Britons are hoping the grid will hold steady this winter after a report on the country’s biggest outage in a decade was put on hold.

The government investigation into the cause of an Aug. 9 blackout that affected around a million British customers is on ice pending the outcome of national elections on Dec. 12, with insiders saying it likely won’t get published until next year.

A spokesperson confirmed that U.K. electricity system operator National Grid ESO had not made any changes to its operating procedures following the outage.

“This has happened only three times in 30 years, and Great Britain has, statistically, one of the most reliable energy networks not only in Europe, but anywhere in the world,” said Ben Davis, external affairs manager.

According to a detailed timeline put together by National Grid ESO, a lightning strike on a transmission circuit north of London caused the almost simultaneous shutdown of Hornsea One, which is the world’s largest operating offshore wind farm, and the Little Barford gas station.

This took almost 1.4 gigawatts off the grid. The loss outweighed the gigawatt or so of power that National Grid ESO had in reserve at the time, causing grid frequency to fall and prompting the automatic disconnection of 5 percent of Britain’s electricity supply. 

The supply was restored to all customers within 45 minutes. A week after the incident, Hornsea’s owner Ørsted admitted the wind farm had experienced a technical fault.

The company said: “The relevant part of the system has been reconfigured and we are fully confident [that] should this extremely rare situation arise again, Hornsea One would respond as required.”

"New technologies introduce new risks"

Observers said that while the circumstances surrounding the August blackout were unusual, similar occurrences could not be ruled out as the U.K. increases its reliance on renewable energy.

"It is rare that two key sources of power fail almost simultaneously, but it is not unheard of,” said Tom Vernon, managing director of Statera Energy, an energy storage system operator whose battery assets were pressed into action on August 9.

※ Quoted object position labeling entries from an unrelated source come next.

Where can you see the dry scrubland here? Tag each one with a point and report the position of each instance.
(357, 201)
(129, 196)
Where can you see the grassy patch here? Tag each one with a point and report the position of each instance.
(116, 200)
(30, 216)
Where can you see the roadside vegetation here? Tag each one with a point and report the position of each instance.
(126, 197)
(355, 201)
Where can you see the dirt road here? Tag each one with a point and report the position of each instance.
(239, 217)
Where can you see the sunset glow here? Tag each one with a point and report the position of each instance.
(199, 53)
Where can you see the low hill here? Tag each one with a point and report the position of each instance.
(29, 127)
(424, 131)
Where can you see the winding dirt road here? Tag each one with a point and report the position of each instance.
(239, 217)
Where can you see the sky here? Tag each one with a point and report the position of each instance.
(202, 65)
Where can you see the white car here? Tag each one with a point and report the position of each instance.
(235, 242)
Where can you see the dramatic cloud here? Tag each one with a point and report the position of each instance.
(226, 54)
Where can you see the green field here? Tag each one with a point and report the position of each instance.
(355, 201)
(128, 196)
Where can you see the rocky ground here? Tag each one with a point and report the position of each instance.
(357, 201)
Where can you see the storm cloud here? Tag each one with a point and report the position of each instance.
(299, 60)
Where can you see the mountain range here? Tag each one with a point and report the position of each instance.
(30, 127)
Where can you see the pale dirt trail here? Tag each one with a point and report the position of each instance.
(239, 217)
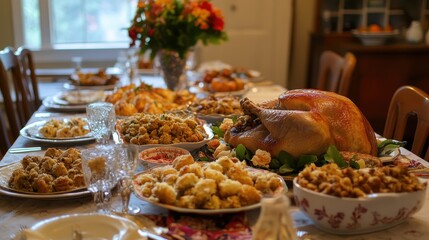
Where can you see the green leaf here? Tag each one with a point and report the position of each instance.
(240, 152)
(286, 158)
(217, 131)
(275, 163)
(354, 164)
(304, 160)
(386, 142)
(204, 159)
(332, 155)
(285, 169)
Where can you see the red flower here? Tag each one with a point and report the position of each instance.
(151, 31)
(217, 23)
(206, 5)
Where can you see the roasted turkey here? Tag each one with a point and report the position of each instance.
(303, 121)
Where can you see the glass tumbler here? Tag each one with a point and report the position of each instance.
(99, 171)
(101, 120)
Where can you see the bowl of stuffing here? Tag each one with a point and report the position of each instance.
(349, 201)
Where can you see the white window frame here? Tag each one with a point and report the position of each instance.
(47, 54)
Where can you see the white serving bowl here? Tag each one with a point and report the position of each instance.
(357, 215)
(374, 38)
(157, 156)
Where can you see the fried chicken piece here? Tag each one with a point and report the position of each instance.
(215, 175)
(186, 181)
(59, 170)
(144, 178)
(182, 160)
(186, 201)
(215, 166)
(53, 152)
(43, 183)
(214, 202)
(62, 183)
(194, 168)
(164, 193)
(237, 172)
(249, 195)
(20, 180)
(229, 187)
(231, 202)
(203, 190)
(225, 162)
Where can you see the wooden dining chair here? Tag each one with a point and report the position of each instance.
(335, 72)
(407, 101)
(25, 57)
(15, 99)
(10, 123)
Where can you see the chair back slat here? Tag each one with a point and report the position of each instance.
(409, 100)
(335, 72)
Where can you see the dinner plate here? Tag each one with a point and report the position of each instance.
(49, 102)
(31, 131)
(72, 86)
(190, 146)
(216, 118)
(238, 93)
(86, 226)
(78, 97)
(208, 211)
(6, 173)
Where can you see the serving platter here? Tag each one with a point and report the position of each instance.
(6, 173)
(50, 103)
(78, 97)
(87, 225)
(190, 146)
(31, 131)
(282, 190)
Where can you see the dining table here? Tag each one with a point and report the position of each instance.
(19, 211)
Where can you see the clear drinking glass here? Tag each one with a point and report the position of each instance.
(99, 166)
(101, 120)
(126, 158)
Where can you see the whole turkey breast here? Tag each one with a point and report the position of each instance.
(303, 121)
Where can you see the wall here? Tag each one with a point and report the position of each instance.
(6, 26)
(303, 25)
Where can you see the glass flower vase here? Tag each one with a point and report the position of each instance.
(172, 69)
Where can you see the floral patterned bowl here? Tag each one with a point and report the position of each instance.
(357, 215)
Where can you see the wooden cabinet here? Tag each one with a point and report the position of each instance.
(380, 70)
(345, 15)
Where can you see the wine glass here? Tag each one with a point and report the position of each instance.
(101, 120)
(98, 165)
(126, 157)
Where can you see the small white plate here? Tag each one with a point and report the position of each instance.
(6, 173)
(89, 226)
(216, 118)
(49, 102)
(78, 97)
(31, 131)
(279, 191)
(190, 146)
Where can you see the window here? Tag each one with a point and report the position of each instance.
(60, 25)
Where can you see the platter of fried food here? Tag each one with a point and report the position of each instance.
(78, 97)
(168, 129)
(215, 108)
(58, 130)
(223, 186)
(222, 83)
(131, 99)
(99, 80)
(55, 174)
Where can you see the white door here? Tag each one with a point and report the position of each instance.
(259, 36)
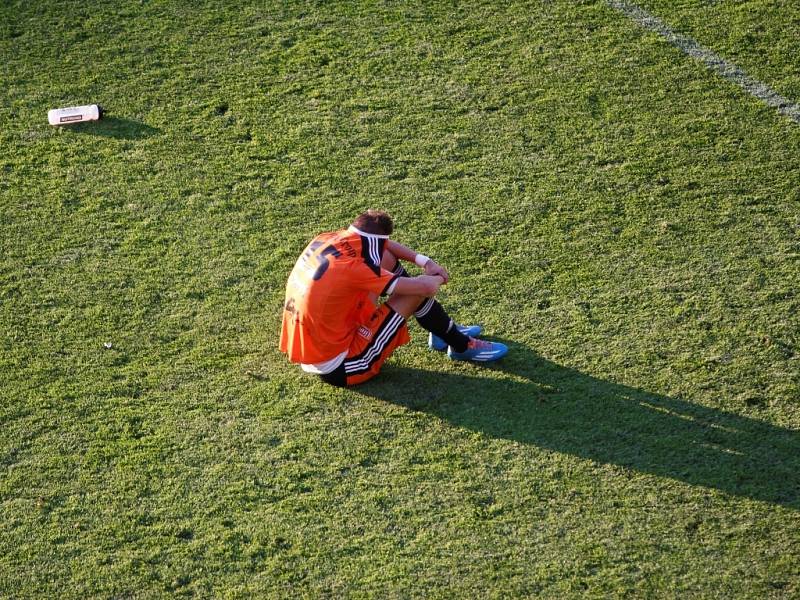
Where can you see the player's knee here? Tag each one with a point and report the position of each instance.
(388, 260)
(405, 304)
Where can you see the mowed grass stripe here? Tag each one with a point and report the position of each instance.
(714, 62)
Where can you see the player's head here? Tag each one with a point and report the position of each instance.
(373, 221)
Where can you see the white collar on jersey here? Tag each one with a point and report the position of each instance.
(359, 232)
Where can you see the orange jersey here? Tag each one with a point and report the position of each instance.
(328, 294)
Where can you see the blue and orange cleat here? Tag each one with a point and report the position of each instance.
(438, 344)
(480, 351)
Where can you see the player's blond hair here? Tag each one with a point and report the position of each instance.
(374, 221)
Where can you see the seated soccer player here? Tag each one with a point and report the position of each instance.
(332, 324)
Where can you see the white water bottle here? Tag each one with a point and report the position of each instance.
(74, 114)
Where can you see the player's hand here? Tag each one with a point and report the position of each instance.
(434, 268)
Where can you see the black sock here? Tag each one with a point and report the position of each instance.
(432, 316)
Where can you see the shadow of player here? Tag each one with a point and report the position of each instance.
(541, 403)
(116, 127)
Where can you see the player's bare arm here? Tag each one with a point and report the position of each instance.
(405, 253)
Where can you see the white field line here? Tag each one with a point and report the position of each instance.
(714, 62)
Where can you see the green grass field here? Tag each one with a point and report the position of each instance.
(627, 221)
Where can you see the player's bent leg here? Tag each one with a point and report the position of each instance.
(405, 304)
(373, 343)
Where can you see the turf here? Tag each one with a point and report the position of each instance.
(626, 221)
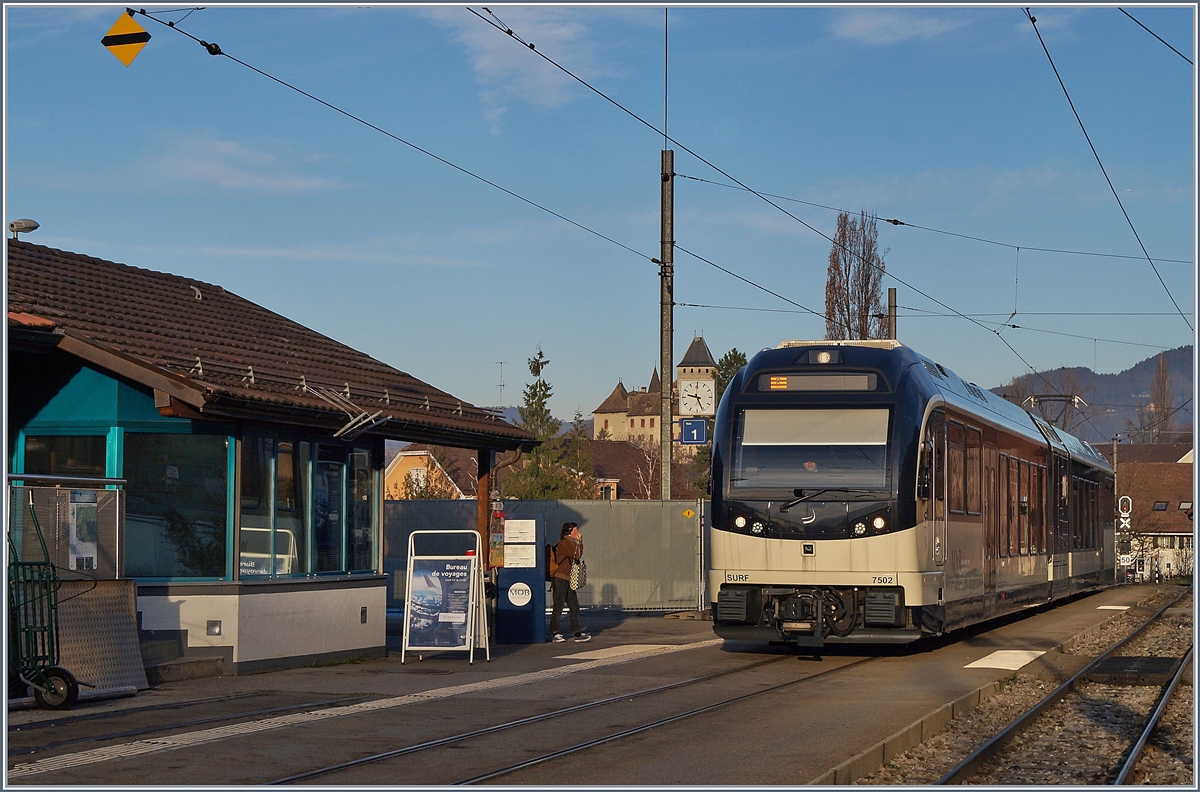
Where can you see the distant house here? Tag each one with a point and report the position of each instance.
(251, 450)
(622, 471)
(635, 415)
(431, 472)
(1158, 481)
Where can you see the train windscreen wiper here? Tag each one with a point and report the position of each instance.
(808, 495)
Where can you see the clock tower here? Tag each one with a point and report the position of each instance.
(696, 382)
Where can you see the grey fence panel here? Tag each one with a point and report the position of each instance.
(641, 555)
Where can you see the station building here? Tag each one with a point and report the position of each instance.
(251, 448)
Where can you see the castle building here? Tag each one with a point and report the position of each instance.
(634, 417)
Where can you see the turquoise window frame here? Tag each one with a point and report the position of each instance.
(231, 492)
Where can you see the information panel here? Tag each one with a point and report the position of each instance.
(444, 604)
(439, 603)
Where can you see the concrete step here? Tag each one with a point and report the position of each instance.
(184, 669)
(160, 651)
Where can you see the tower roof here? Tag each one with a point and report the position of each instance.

“With the increasing reliance on wind and solar in particular, new stability and reliability problems can be expected in the future,” he said. “Clear policy support is needed from government to build up the country's backup provision."

Meanwhile, an analysis of the outage by European energy consultant Paul-Frederik Bach concluded that “the result of increasing shares of wind and solar power will be decreasing short-circuit capacities and rotating inertia.”

This will in turn lead to more rapid frequency changes and less stable voltage vectors, the analysis found. “The risk of blackouts will depend on the measures taken by National Grid as the penetration of new production technologies increases,” Bach told GTM.

“New technologies introduce new risks. I think that the August power disruption offers an excellent opportunity to learn and to eliminate some of the new risks.”

In October, the National Grid Electricity System Operator did get the ball rolling on an inertia tender, the importance of which may well have been amplified by the blackout.

Britain is already heading into the winter season with holes in its offshore wind fleet. The 400-megawatt Rampion Offshore Wind Farm, which was commissioned off the Sussex coast last year, was taken offline on Oct. 26 after suffering a high-voltage electrical system fault.

Local news reports this month said it could be “a few weeks” before operations might be restored at Rampion, although National Grid said the loss of the 116-turbine wind farm would not affect local electricity supplies.

Peter Osbaldstone, research director for European power and renewables at Wood Mackenzie, confirmed the risk of a blackout like the one in August remained very small.

"Events earlier this year should not be taken as any sort of signal that winter 2019/2020 is going to be especially difficult,” Osbaldstone said. “Any power system can fail, and they are becoming more of a challenge to keep in balance. But I've not seen anything to suggest the Great Britain system is in peril.”

National Grid has traditionally been conscientious about planning for winter electricity provision and provides a detailed outlook of energy requirements every year, Osbaldstone noted. “Big problems don't go under the radar."